News & Events
Microbiota in health and disease
Speaker(s): Prof. Karen Angeliki Krogfelt, Department of Bacteria, Parasites and Fungi, Statens Serum Institute, Copenhagen, Denmark
When: 15 November 2017 (3:00 - 4:00pm)
Where: SBS CR2 (Level 1)
Type: Seminars

Abstract

Gut microbiota is the largest community of microorganisms inhabiting a mammalian host, occupying the gastrointestinal tract. The composition of this microbial community is stable, largely host specific and evolving throughout an individual's lifetime, indicating the importance of first colonisation of the neonate gut. Although incredibly stable, the commensal microbiota is influenced by both exogenous and endogenous modifications. Biotechnological advances and renewed interest in the structure and function of the microbiota has illuminated its central position in health and disease.

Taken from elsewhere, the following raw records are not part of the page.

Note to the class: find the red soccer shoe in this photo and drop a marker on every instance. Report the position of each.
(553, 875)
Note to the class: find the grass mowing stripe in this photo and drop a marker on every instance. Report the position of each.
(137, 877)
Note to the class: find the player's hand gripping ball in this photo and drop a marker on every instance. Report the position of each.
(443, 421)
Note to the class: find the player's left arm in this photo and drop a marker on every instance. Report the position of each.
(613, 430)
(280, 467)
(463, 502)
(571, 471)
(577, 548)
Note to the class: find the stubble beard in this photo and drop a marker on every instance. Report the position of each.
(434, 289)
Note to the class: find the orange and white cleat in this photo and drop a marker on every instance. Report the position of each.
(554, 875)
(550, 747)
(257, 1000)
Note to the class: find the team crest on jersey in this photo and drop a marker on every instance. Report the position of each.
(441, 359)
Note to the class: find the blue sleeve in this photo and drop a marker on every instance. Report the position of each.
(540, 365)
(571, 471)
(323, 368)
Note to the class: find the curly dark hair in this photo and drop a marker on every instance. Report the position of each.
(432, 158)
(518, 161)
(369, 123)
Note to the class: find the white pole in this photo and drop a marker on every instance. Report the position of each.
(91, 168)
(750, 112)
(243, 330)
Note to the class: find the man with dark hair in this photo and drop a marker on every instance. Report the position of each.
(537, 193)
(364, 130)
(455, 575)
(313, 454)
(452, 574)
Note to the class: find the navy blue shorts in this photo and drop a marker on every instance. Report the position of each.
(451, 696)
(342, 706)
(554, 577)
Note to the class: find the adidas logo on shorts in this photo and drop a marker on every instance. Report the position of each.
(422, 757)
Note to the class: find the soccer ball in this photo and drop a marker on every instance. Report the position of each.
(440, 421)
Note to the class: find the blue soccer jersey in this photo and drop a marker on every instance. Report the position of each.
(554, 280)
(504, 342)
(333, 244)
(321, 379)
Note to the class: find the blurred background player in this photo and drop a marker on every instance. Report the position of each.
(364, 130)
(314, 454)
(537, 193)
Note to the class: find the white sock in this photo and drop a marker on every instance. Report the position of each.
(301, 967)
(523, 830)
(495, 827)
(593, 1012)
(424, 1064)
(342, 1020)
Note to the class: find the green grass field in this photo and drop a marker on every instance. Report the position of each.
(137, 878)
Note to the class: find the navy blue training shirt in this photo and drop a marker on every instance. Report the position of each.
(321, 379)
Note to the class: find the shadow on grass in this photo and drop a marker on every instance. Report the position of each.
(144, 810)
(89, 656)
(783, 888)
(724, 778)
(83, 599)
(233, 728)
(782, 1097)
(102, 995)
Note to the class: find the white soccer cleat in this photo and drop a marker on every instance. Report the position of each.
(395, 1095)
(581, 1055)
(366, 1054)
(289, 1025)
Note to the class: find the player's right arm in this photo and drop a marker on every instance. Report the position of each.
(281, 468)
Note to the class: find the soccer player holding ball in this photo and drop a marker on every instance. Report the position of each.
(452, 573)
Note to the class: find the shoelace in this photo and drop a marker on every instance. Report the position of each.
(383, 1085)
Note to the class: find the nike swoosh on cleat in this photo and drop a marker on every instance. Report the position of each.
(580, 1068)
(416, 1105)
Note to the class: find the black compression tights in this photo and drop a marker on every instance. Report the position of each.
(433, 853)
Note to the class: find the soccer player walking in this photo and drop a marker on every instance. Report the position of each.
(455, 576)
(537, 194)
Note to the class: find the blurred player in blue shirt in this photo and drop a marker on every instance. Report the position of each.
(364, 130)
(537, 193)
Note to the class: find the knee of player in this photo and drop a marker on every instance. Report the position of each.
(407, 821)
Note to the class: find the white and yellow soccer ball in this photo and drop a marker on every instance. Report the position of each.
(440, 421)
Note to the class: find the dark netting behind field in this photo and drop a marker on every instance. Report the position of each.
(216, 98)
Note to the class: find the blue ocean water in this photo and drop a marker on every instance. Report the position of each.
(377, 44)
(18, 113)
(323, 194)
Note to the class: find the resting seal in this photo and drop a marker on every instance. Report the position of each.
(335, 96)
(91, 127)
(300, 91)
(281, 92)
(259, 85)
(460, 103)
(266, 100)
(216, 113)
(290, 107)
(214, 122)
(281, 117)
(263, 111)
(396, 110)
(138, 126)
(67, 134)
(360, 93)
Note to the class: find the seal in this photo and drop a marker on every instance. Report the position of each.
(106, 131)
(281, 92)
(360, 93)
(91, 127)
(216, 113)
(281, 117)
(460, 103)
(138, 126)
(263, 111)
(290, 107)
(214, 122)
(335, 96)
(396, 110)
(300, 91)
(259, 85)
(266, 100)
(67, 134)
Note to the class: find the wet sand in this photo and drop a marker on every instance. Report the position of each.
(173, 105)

The microbiota is intimately involved in numerous aspects of normal host physiology, immunological responses, nutritional status, behaviour and stress response. Additionally, gut microbiota can be a central or contributing cause of many diseases, affecting both near and far organ systems. The overall balance in the composition of the gut microbial community, as well as the presence or absence of key species capable of effecting specific responses, is important in ensuring homeostasis or lack thereof at the intestinal mucosa and beyond. 

Alterations in the composition of the commensal microbiota are observed in many complex diseases. Understanding the basis for these changes, how they relate to disease risk or activity, and the mechanisms by which the symbiotic state of colonisation resistance and host homoeostasis is restored, is critical for future therapies aimed at manipulating the microbiota.